Optimizing the performance of computational fluid dynamics (CFD) applications accelerated by graphics processing units (GPUs) is crucial for efficient simulations. In this study, we employed a machine learning-based autotuning technique to optimize 14 key parameters related to GPU kernel scheduling, including the number of thread blocks and threads within a block. Our approach utilizes fully connected neural networks as the underlying machine learning model, with the tuning parameters as inputs to the neural networks and the actual execution time of a simulation as the outputs. To assess the effectiveness of our autotuning approach, we conducted experiments on three different types of GPUs, with computational speeds ranging from low to high. We performed independent training for each GPU model and also explored combined training across multiple GPU models. By leveraging artificial neural networks, our autotuning technique achieved remarkable results in tuning a wide range of parameters, leading to enhanced performance for a CFD code. Importantly, our approach demonstrated its efficacy while requiring only a small fraction of samples from the large parameter search space. This efficiency is attributed to the effectiveness of the fully connected neural networks in capturing the complex relationships between the parameter settings and the resulting performance. Overall, our study showcases the potential of machine learning, specifically fully connected neural networks, in autotuning GPU-accelerated CFD codes. By leveraging this approach, researchers and practitioners can achieve high performance in scientific simulations with optimized parameter configurations.

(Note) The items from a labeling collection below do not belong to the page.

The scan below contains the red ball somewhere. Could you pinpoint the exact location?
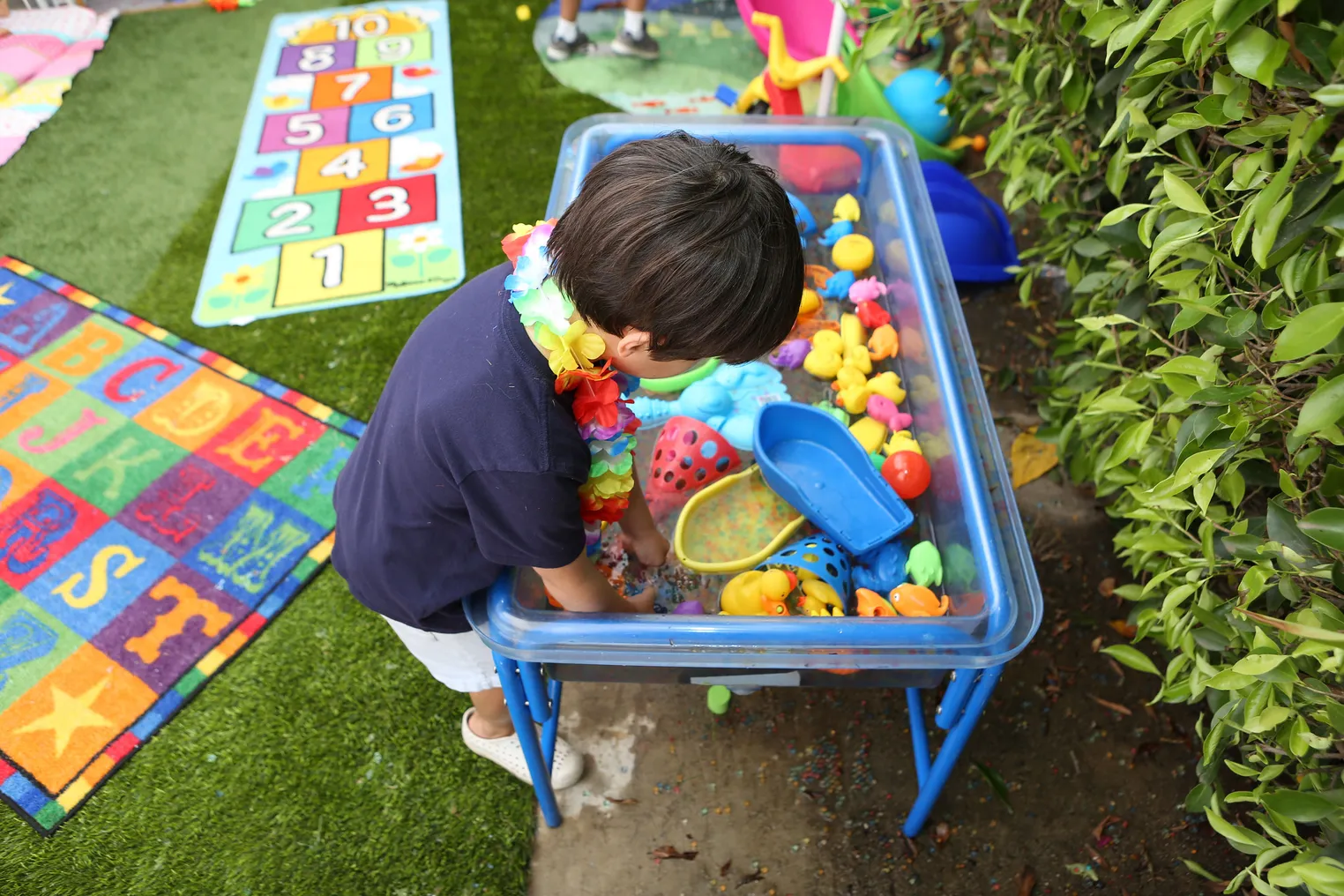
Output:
[882,452,933,501]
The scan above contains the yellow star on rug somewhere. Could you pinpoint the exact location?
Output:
[13,676,113,759]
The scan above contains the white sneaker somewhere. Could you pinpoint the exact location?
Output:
[462,706,583,790]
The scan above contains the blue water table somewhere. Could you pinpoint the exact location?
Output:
[465,116,1042,837]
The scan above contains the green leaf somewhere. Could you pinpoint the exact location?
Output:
[1270,302,1344,362]
[1152,0,1213,41]
[1227,26,1288,87]
[1293,377,1344,436]
[1101,644,1161,676]
[1297,508,1344,551]
[1295,860,1344,896]
[1311,85,1344,106]
[1097,203,1152,227]
[1261,789,1340,822]
[1102,416,1154,472]
[1162,168,1208,215]
[1233,653,1288,676]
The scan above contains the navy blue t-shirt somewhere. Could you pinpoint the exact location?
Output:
[332,264,589,631]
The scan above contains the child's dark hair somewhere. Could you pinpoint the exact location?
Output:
[547,131,803,364]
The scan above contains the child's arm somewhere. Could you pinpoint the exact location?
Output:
[621,477,669,567]
[534,554,654,613]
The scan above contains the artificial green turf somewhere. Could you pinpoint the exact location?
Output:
[0,0,606,896]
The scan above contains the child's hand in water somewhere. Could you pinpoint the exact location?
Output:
[621,528,672,567]
[626,585,659,613]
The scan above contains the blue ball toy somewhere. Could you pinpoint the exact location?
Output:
[882,69,952,144]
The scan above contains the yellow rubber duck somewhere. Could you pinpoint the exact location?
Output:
[751,12,849,90]
[798,576,844,616]
[891,582,947,616]
[719,570,797,616]
[869,370,906,404]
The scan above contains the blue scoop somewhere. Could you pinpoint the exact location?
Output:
[752,401,914,554]
[919,160,1018,283]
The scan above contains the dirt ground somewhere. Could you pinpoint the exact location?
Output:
[531,281,1239,896]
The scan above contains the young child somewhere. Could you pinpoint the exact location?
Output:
[546,0,659,62]
[332,133,803,788]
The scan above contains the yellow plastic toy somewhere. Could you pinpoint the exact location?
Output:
[849,416,887,454]
[840,314,869,348]
[798,583,844,616]
[831,234,872,274]
[869,370,906,404]
[891,582,947,616]
[854,588,897,616]
[719,570,795,616]
[844,342,872,375]
[869,324,900,362]
[803,348,844,380]
[831,193,859,223]
[672,464,806,575]
[811,329,844,355]
[882,429,923,457]
[751,12,849,90]
[798,287,821,317]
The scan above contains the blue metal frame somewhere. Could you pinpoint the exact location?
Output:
[495,653,1003,837]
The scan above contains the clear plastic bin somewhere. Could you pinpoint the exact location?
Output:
[467,114,1042,671]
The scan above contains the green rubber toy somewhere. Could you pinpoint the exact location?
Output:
[906,541,942,588]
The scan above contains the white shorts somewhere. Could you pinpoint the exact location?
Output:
[383,616,500,693]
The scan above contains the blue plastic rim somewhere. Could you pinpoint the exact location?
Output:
[752,401,915,554]
[489,116,1042,669]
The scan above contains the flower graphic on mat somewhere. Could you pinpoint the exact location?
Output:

翻译：优化由图形处理器（GPU）加速的计算流体动力学（CFD）应用程序的性能对于高效模拟至关重要。本研究采用基于机器学习的自动调优技术，优化了与GPU内核调度相关的14个关键参数，包括线程块数量及块内线程数。该方法以全连接神经网络作为底层机器学习模型，将调优参数作为神经网络输入，模拟实际执行时间作为输出。为评估自动调优方法的有效性，我们在计算速度从低到高的三种不同类型GPU上进行了实验，分别针对每个GPU模型进行独立训练，并探索了跨多个GPU模型的联合训练。通过利用人工神经网络，该自动调优技术在大范围参数调优中取得了显著成果，显著提升了CFD代码的性能。更重要的是，该方法仅需从庞大的参数搜索空间中采样少量数据即可展现有效性，这归功于全连接神经网络在捕捉参数设置与性能之间复杂关系方面的能力。总体而言，本研究展示了机器学习（特别是全连接神经网络）在GPU加速CFD代码自动调优中的潜力，通过该方法，研究人员与实践者能够以优化的参数配置实现科学模拟的高性能。